Much of the seaweed in the salt marsh comes from somewhere else. Storms and ice rafts break off seaweed growing on rocky shorelines and some of it eventually drifts onto salt marshes.

Once there, the algae is exposed to a new environmental regime—fresh water runoff alternating with salt water inundation—that researchers believe causes a dramatic change in form. Any holdfast threads remaining from the algae’s rock-gripping days disappear, as do the air bladders that helped fronds float on an incoming tide. The algae loses its sense of direction, too, so rather than simply growing upward it extends fronds in any direction.

This free-living form of the algae, called an ecad, may take several years to reach the most advanced stages of change. Over this time, the ecad gradually loses much of the resemblance to its original form.

Jenn wondered how the roles of two dominant ecads in the salt marsh, Ascophyllum and Fucus, differ from each other and from their original forms in the rocky intertidal zone. She designed a series of experiments aimed at uncovering how the animals that inhabit the salt marsh use each distinctive seaweed habitat for food, shelter from predators, and protection from the sun.

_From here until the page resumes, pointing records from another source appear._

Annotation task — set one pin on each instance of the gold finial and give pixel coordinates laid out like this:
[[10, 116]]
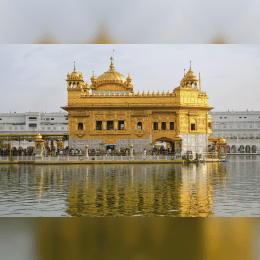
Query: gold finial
[[111, 60], [199, 82]]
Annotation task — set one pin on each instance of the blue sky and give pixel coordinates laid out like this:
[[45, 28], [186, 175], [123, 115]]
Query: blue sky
[[33, 76]]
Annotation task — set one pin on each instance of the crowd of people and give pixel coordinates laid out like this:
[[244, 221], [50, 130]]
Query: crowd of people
[[79, 152]]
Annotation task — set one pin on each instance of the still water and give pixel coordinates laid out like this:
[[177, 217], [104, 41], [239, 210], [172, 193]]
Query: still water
[[204, 189]]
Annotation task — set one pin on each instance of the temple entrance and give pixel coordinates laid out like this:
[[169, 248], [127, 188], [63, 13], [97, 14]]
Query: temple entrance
[[110, 148], [164, 145]]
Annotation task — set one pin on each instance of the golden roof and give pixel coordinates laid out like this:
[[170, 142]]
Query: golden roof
[[74, 73], [189, 76], [222, 139], [111, 75]]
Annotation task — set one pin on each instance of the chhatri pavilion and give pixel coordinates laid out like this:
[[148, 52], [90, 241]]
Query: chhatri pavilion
[[108, 114]]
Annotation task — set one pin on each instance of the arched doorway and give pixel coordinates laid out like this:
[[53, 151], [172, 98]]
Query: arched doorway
[[167, 146], [248, 149]]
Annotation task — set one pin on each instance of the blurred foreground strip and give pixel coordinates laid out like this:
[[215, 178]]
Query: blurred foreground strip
[[147, 238]]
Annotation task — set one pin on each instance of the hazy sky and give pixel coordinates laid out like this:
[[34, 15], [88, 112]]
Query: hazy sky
[[33, 77], [153, 21]]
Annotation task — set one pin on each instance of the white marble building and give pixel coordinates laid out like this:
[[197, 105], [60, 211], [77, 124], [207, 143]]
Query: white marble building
[[241, 130], [30, 122]]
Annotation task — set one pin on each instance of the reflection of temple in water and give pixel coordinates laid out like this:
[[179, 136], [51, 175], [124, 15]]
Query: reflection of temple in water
[[123, 189], [144, 190], [197, 188]]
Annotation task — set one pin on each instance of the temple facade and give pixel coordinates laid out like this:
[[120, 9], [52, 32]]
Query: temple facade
[[108, 114]]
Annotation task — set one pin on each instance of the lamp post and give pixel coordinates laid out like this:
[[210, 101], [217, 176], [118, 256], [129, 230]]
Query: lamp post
[[86, 146], [131, 151]]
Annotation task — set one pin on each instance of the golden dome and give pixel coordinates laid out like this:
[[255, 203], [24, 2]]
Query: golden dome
[[111, 75], [74, 73], [178, 137], [39, 137], [93, 78], [190, 76], [129, 78], [222, 139]]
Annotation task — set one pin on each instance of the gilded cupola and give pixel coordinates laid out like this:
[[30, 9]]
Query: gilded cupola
[[189, 79], [111, 80]]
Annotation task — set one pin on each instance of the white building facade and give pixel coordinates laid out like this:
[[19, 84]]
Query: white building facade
[[241, 130], [31, 122]]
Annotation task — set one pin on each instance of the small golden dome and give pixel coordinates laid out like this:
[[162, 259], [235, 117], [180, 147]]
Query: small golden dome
[[74, 73], [129, 78], [111, 75], [39, 137], [222, 139], [178, 137]]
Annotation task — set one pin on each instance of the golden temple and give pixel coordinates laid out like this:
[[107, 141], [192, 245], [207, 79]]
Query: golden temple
[[108, 113]]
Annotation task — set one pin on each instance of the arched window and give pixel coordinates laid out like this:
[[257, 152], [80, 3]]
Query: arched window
[[80, 126]]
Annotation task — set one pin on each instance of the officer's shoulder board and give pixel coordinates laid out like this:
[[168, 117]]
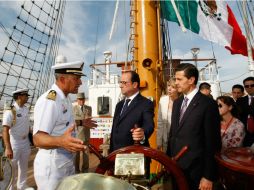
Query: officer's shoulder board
[[51, 95]]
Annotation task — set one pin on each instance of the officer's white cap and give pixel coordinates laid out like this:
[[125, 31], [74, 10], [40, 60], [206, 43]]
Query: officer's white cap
[[21, 91], [64, 67]]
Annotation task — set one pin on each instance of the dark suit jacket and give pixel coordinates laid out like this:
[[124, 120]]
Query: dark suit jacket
[[244, 111], [141, 112], [200, 131]]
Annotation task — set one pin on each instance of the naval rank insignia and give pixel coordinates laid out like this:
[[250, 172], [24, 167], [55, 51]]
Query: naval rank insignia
[[51, 95]]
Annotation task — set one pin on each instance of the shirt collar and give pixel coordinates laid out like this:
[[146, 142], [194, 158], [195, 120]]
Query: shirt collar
[[133, 96], [191, 95]]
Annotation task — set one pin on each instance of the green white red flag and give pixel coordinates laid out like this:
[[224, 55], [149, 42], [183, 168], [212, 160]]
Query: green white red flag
[[212, 20]]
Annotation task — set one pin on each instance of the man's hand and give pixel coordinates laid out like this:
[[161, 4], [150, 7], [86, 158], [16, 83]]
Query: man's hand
[[89, 123], [70, 143], [205, 184], [9, 153], [137, 134]]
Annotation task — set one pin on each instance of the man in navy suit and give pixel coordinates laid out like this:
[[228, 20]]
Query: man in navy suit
[[195, 123], [246, 109], [134, 109]]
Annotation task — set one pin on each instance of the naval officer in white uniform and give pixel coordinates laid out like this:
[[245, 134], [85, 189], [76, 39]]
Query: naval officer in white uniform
[[15, 136], [54, 127]]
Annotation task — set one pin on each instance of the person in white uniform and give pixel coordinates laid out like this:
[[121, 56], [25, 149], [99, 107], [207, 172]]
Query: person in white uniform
[[15, 136], [82, 111], [54, 126]]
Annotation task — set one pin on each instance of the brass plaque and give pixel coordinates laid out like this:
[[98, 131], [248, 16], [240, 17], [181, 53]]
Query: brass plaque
[[130, 164]]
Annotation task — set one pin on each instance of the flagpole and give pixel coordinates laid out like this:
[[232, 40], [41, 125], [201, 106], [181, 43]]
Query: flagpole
[[178, 16], [247, 29]]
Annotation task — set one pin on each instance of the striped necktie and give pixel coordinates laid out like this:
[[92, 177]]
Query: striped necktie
[[125, 106]]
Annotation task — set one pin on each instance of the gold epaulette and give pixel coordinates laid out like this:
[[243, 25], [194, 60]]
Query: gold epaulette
[[51, 95]]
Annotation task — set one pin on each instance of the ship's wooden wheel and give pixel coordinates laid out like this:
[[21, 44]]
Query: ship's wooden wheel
[[107, 163]]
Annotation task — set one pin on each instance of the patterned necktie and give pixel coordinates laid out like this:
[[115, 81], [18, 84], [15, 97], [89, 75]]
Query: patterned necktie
[[183, 108], [252, 101], [125, 106]]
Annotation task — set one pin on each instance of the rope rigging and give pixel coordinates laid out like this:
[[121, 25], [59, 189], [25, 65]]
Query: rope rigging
[[32, 46]]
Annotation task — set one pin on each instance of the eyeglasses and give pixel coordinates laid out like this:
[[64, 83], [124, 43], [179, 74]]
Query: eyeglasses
[[249, 86], [124, 82]]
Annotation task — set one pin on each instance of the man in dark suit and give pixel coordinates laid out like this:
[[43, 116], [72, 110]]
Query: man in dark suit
[[195, 123], [134, 109], [246, 109]]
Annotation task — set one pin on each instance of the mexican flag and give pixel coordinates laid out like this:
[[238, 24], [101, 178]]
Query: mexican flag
[[212, 20]]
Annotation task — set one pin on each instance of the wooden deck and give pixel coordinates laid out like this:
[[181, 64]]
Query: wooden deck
[[94, 161]]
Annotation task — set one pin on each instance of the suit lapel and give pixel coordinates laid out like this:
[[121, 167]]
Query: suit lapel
[[190, 108]]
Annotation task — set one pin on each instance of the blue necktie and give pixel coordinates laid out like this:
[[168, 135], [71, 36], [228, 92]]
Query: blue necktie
[[183, 108], [125, 106]]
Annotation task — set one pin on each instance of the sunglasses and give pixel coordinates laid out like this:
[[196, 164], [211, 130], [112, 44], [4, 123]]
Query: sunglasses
[[249, 86]]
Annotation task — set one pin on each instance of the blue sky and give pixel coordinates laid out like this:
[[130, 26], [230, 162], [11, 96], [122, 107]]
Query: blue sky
[[84, 21]]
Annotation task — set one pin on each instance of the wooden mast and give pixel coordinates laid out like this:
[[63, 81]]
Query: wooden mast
[[146, 53]]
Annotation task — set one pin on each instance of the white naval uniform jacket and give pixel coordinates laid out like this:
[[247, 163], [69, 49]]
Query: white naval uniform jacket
[[20, 128], [53, 117]]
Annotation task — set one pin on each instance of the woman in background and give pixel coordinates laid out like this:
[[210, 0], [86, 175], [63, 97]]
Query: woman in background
[[164, 115], [232, 129]]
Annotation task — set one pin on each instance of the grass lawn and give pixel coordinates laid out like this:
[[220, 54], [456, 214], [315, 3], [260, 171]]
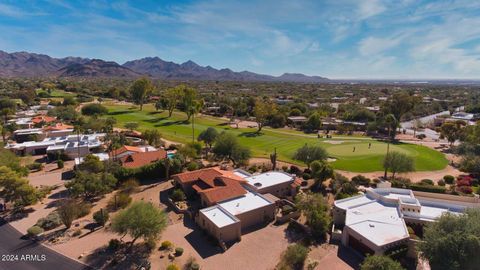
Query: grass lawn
[[285, 140], [56, 93]]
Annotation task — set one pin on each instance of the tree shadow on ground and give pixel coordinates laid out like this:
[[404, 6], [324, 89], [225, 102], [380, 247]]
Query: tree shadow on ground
[[173, 123], [121, 258], [155, 120], [349, 256], [250, 134], [119, 112]]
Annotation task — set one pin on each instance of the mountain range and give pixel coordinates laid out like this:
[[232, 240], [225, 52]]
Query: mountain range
[[24, 64]]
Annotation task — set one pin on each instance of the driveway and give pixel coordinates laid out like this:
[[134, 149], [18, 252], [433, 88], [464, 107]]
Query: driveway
[[12, 247]]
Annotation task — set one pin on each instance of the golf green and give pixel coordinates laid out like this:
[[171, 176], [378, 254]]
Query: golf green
[[352, 153]]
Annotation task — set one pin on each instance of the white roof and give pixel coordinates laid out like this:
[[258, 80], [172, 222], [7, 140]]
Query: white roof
[[381, 224], [245, 203], [219, 216], [269, 179]]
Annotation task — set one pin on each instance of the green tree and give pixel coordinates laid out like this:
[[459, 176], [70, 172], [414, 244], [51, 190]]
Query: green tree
[[380, 263], [68, 212], [451, 131], [140, 90], [313, 122], [172, 97], [261, 111], [309, 153], [140, 220], [453, 241], [94, 109], [227, 146], [321, 171], [131, 126], [315, 210], [397, 162], [208, 136], [101, 217], [14, 188], [153, 137]]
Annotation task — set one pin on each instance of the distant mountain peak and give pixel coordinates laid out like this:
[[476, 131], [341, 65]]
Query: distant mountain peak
[[24, 64]]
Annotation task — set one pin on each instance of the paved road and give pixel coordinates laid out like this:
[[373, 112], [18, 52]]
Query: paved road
[[16, 253]]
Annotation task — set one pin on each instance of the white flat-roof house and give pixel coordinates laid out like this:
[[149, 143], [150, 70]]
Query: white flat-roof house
[[226, 220], [377, 220], [70, 145]]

Those “animals that inhabit the salt marsh” reconnect Jenn to the crabs and snails that fascinated the nascent scientist on Grand Manan. This summer, she and her assistants have been counting snails, measuring their growth, and testing their vulnerability to green crab predation, all against a backdrop of four unique forms of algae. While today’s research has components of curiosity and wonder, it also has real-world implications.

Seaweed is a harvestable crop used for packing and fertilizer, as well as animal feed and cosmetics. Maine’s 2010 rockweed harvest was 12.7 million pounds, with some harvesters using machines capable of hauling in 100,000 pounds per day. The capacity for harvest has increased dramatically without a full understanding of potential ecological effects.

While proper harvesting leaves holdfasts in place so algae can regrow, it can take up to a decade for a cut stand to recover. And with the salt marsh ecosystem largely dependent upon immigration of algae from rocky intertidal areas, the removal of a significant amount of seaweed from the coastal system could be detrimental to organisms at the salt marsh surface that gain protection or sustenance from the algae.

Megan’s and my studies have shown that if you remove seaweed from the salt marsh, the ecosystem is significantly altered. As we follow up on these findings, the reserve will be laying a scientific foundation for the management of seaweed resources.